Officers were searching additional homes and properties in the area for other people who may be injured or connected to the shootings, police said in a statement.

Floyd said in a news briefing that the police had not yet determined the shooter’s motive. He declined to identify the shooter or provide any age. He confirmed that the shooter was the same person as the suspect mentioned in a police alert to the community earlier in the day. That alert described the suspect as a “female in a dress with brown hair.”

Authorities reported that the other injuries were not deemed life-threatening. Police were still reaching out to the victims’ families, Premier David Eby of British Columbia said in a news briefing Tuesday. He stated that the threat to the community had been resolved.

A shelter-in-place order was issued shortly after the police received the first report of an active shooter. The order was dropped at 5:45 p.m., according to the police.

Nina Krieger, the public safety minister of British Columbia, said in a news briefing that the incident was “one of the worst mass shootings in our province’s and country’s history.”
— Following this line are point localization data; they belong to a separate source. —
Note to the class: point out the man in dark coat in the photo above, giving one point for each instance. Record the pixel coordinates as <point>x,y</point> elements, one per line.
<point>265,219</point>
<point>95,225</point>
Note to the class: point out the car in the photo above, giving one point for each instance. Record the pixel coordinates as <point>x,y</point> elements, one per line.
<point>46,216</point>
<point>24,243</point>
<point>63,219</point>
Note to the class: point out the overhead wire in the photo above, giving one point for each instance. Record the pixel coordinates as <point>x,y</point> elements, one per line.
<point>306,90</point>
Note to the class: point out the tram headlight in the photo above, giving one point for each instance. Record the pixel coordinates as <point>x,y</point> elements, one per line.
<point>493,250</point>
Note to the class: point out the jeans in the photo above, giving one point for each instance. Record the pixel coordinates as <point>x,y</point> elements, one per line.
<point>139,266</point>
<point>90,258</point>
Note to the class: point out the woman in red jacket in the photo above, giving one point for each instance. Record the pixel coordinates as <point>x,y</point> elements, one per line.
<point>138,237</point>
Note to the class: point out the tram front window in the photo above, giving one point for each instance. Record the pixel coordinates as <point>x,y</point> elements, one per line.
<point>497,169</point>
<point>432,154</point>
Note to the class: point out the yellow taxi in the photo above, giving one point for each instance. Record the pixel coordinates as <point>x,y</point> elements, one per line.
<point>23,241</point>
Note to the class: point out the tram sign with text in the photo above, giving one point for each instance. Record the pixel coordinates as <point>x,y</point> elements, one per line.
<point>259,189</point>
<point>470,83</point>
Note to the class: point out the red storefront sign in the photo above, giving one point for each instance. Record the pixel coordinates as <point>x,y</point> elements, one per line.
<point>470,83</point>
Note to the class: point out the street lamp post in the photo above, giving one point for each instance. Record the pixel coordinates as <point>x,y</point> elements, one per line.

Both Tumbler Ridge Secondary School, where the shooting occurred, and Tumbler Ridge Elementary School will be closed for the rest of the week, the school district said Tuesday night. Northern Lights College, which operates a campus at the secondary school, also said it would be closed for the week.

Here’s what else to know:

— Remote community: Tumbler Ridge, where about 2,400 people live, was originally established as a coal-mining town in the foothills of the Rocky Mountains in northeastern British Columbia, according to the town’s website.

— 2025 attack: Mass homicides are rare in Canada, but the attack on Tuesday was the second in British Columbia in under a year. In April 2025, 11 people were killed in Vancouver when a man drove his SUV into a crowd celebrating a Filipino heritage festival.